On the Sunday of Labor Day weekend last year Dianne, our son Amos and I made a trip to Montgomery. Our destination? Two places that had just opened the previous April 26: the Legacy Museum and the National Memorial for Peace and Justice. The Equal Justice Institute operates both facilities. The Legacy Museum covers black experience in the U.S. "From Enslavement to Mass Incarceration" as its subtitle states. The National Memorial documents the victims of lynching in the United States, a project that continues.
As is often the case, that September day in Alabama was very hot. Yet both locations were crowded with people black and white.
The opening of the museum and memorial attracted international attention. You can read two responses here and here. According to an email I recently received from EJI, almost 300,000 people had visited the sites by January 31, 2019.
Further comments are below.
Photos are not allowed in the Museum. The facility is 11,000 square feet and was very crowded on the day we visited. People taking photographs would have been distractions from the message and perhaps disrespectful as well. Through various types of exhibits the museum describes the past oppression of blacks in the U.S. and current problems such as high incarceration rates.
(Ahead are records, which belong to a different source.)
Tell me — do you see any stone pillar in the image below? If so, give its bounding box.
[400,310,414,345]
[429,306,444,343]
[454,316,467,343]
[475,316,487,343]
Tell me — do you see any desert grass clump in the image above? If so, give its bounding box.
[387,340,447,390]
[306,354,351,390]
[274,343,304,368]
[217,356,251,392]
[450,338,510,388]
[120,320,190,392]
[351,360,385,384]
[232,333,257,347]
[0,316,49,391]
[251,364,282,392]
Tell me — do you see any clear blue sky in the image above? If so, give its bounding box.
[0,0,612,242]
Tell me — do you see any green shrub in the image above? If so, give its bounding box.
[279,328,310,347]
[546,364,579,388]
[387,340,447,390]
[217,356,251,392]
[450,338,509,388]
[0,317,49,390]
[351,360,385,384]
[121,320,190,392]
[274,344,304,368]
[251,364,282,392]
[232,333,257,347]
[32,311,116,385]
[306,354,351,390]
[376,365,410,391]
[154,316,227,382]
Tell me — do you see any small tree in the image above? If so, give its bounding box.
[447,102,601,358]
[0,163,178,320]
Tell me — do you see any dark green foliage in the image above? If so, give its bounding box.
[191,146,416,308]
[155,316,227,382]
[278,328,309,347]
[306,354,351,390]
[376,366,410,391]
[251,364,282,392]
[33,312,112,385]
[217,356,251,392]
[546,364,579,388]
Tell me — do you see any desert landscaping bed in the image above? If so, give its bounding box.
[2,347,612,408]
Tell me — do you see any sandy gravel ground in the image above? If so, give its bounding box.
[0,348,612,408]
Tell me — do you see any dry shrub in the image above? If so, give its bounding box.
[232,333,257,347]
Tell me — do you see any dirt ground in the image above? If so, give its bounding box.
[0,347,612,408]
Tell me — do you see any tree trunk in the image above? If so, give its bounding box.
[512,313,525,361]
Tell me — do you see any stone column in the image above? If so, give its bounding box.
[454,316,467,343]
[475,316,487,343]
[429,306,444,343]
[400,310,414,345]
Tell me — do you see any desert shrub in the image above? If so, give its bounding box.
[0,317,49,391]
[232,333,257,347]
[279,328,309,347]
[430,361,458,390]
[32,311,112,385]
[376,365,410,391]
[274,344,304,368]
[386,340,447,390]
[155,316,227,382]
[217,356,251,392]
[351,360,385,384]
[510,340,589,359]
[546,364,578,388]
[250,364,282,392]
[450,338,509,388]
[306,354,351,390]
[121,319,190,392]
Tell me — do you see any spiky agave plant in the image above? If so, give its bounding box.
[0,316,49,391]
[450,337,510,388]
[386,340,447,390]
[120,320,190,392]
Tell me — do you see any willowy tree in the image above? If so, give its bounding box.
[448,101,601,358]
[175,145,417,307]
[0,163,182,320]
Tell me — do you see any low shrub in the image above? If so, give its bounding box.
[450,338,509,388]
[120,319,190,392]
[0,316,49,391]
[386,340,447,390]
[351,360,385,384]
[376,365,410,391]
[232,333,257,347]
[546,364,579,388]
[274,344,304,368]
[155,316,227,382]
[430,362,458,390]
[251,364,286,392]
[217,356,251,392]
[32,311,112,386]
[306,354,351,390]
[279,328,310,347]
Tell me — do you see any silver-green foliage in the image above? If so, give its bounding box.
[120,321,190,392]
The exhibits and displays are not meant to comfort. The terrors of slavery and its aftermath of Reconstruction and sharecropping and the contemporary issues surrounding mass incarceration are vividly expressed. One display contains samples of soil from lynching sites across America. Naturally the vast majority are in the southern states. Another vivid exhibit uses video technology and slave pen recreations for narrations of first person slave accounts.
This pair of sites offers a very well-done and thoughtful series of exhibits and experiences. Their addition to Alabama's already impressive Civil Rights Museum Trail will bring even more state, national and international tourists to learn the history.
This sculpture by Dana King is dedicated to the women who sustained the Montgomery Bus Boycott
The National Memorial building contains over 800 hundred six-foot long steel monuments representing each county in the U.S. where lynchings have taken place. On the grounds outside the building are an equal number of monuments that will be available for counties to claim and install locally.
These monuments are one part of EJI's Community Remembrance Project. Other initiatives include historical markers at lynching sites and the collection of soil from those sites.
Since we live in Shelby County, I especially noticed these names. I'll have to do some research...
The Legacy Museum is located on the site of a slave warehouse, and is one block from the site of Montgomery's slave markets. Also nearby were the river docks and train station where tens of thousands of slaves were moved in and out of the city.